ENH: parse schema.org/NewsArticle RDFa, Microdata, or JSONLD
Issue by westurner
Wed Sep 27 19:51:34 2017
Originally opened as https://github.com/codelucas/newspaper/issues/448
Schema.org Linked Data:
- http://schema.org/NewsArticle
- http://schema.org/docs/news.html
Parsers:
- http://rdflib.readthedocs.io/en/stable/apidocs/rdflib.html#rdflib.graph.Graph.parse
- https://rdflib.readthedocs.io/en/stable/_modules/rdflib/plugins/parsers/pyRdfa.html#pyRdfa
- https://rdflib.readthedocs.io/en/stable/_modules/rdflib/plugins/parsers/pyMicrodata/microdata.html
- https://github.com/RDFLib/rdflib-jsonld
Tasks:
- [ ] sniff(fileobj, location)
- [ ] parse(fileobj, location)
- rdflib.Graph().parse(fileobj, uri, format='rdfa'|'microdata'|'jsonld') # for each
Comment by westurner
Wed Sep 27 19:55:59 2017
#251 mentions itemProp="datePublished" (Microdata)
The RDFa for this property could be:
- property="http://schema.org/datePublished"

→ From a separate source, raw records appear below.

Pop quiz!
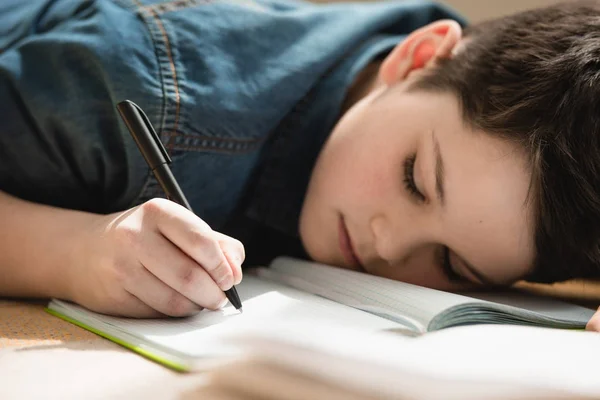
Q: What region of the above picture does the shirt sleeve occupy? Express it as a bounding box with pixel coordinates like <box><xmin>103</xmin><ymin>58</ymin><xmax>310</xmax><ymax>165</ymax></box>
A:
<box><xmin>0</xmin><ymin>0</ymin><xmax>160</xmax><ymax>213</ymax></box>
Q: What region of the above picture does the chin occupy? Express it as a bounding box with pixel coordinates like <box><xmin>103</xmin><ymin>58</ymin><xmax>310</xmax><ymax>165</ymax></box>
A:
<box><xmin>299</xmin><ymin>233</ymin><xmax>349</xmax><ymax>270</ymax></box>
<box><xmin>298</xmin><ymin>227</ymin><xmax>323</xmax><ymax>263</ymax></box>
<box><xmin>298</xmin><ymin>210</ymin><xmax>317</xmax><ymax>258</ymax></box>
<box><xmin>299</xmin><ymin>216</ymin><xmax>332</xmax><ymax>266</ymax></box>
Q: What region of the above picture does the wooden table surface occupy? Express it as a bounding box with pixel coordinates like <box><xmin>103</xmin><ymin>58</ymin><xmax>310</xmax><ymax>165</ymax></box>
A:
<box><xmin>0</xmin><ymin>299</ymin><xmax>210</xmax><ymax>399</ymax></box>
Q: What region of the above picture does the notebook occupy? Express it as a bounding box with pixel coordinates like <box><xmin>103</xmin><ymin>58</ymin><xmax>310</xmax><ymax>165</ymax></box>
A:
<box><xmin>46</xmin><ymin>257</ymin><xmax>595</xmax><ymax>371</ymax></box>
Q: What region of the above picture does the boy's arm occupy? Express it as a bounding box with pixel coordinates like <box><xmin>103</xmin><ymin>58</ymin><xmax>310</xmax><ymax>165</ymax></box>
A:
<box><xmin>0</xmin><ymin>191</ymin><xmax>244</xmax><ymax>317</ymax></box>
<box><xmin>0</xmin><ymin>190</ymin><xmax>92</xmax><ymax>299</ymax></box>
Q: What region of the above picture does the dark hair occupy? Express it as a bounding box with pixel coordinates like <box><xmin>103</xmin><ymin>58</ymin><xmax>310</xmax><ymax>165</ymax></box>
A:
<box><xmin>411</xmin><ymin>1</ymin><xmax>600</xmax><ymax>283</ymax></box>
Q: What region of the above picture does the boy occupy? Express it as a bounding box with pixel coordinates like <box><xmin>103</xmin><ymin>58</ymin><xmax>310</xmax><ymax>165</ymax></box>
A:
<box><xmin>1</xmin><ymin>0</ymin><xmax>599</xmax><ymax>328</ymax></box>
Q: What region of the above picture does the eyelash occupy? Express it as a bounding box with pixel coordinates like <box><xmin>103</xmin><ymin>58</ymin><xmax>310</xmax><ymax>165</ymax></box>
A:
<box><xmin>403</xmin><ymin>154</ymin><xmax>464</xmax><ymax>284</ymax></box>
<box><xmin>403</xmin><ymin>153</ymin><xmax>426</xmax><ymax>203</ymax></box>
<box><xmin>439</xmin><ymin>246</ymin><xmax>465</xmax><ymax>283</ymax></box>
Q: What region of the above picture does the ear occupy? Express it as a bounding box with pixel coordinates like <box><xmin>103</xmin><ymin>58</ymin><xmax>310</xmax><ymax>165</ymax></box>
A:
<box><xmin>379</xmin><ymin>20</ymin><xmax>462</xmax><ymax>85</ymax></box>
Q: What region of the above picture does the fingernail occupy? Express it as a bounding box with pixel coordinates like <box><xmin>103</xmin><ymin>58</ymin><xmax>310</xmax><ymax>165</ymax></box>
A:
<box><xmin>234</xmin><ymin>271</ymin><xmax>243</xmax><ymax>285</ymax></box>
<box><xmin>219</xmin><ymin>298</ymin><xmax>229</xmax><ymax>308</ymax></box>
<box><xmin>227</xmin><ymin>251</ymin><xmax>242</xmax><ymax>267</ymax></box>
<box><xmin>218</xmin><ymin>274</ymin><xmax>233</xmax><ymax>290</ymax></box>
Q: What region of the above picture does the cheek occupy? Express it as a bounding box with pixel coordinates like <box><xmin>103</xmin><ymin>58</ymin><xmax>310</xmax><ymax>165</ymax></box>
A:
<box><xmin>329</xmin><ymin>133</ymin><xmax>403</xmax><ymax>204</ymax></box>
<box><xmin>372</xmin><ymin>251</ymin><xmax>467</xmax><ymax>291</ymax></box>
<box><xmin>309</xmin><ymin>97</ymin><xmax>417</xmax><ymax>218</ymax></box>
<box><xmin>369</xmin><ymin>249</ymin><xmax>443</xmax><ymax>286</ymax></box>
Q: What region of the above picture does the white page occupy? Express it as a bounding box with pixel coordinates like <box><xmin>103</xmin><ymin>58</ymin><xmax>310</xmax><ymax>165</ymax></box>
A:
<box><xmin>262</xmin><ymin>257</ymin><xmax>477</xmax><ymax>332</ymax></box>
<box><xmin>464</xmin><ymin>291</ymin><xmax>594</xmax><ymax>322</ymax></box>
<box><xmin>49</xmin><ymin>274</ymin><xmax>401</xmax><ymax>360</ymax></box>
<box><xmin>263</xmin><ymin>257</ymin><xmax>594</xmax><ymax>331</ymax></box>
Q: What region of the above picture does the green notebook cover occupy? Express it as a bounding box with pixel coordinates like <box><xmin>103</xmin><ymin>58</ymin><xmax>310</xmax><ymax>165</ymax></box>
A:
<box><xmin>45</xmin><ymin>308</ymin><xmax>188</xmax><ymax>372</ymax></box>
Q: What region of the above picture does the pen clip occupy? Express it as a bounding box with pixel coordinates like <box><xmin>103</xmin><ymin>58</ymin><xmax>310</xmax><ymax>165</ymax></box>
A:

- property="datePublished"
- property="schema:datePublished"
- property="http://schema.org/datePublished" content="ISO8601date+timeZ'
Comment by westurner
Sat Oct 27 21:09:59 2018
Extruct is the best tool for accomplishing this, IMHO https://github.com/scrapinghub/extruct
extruct.extract()https://github.com/scrapinghub/extruct/blob/master/extruct/_extruct.py
https://github.com/RDFLib/rdflib/issues/770#issuecomment-433655142
Comment by simonm3
Thu Aug 22 19:27:30 2019
Great package but wondering why schema.org is not included as most newspapers and media sites seem to use it. Are there any plans to add this?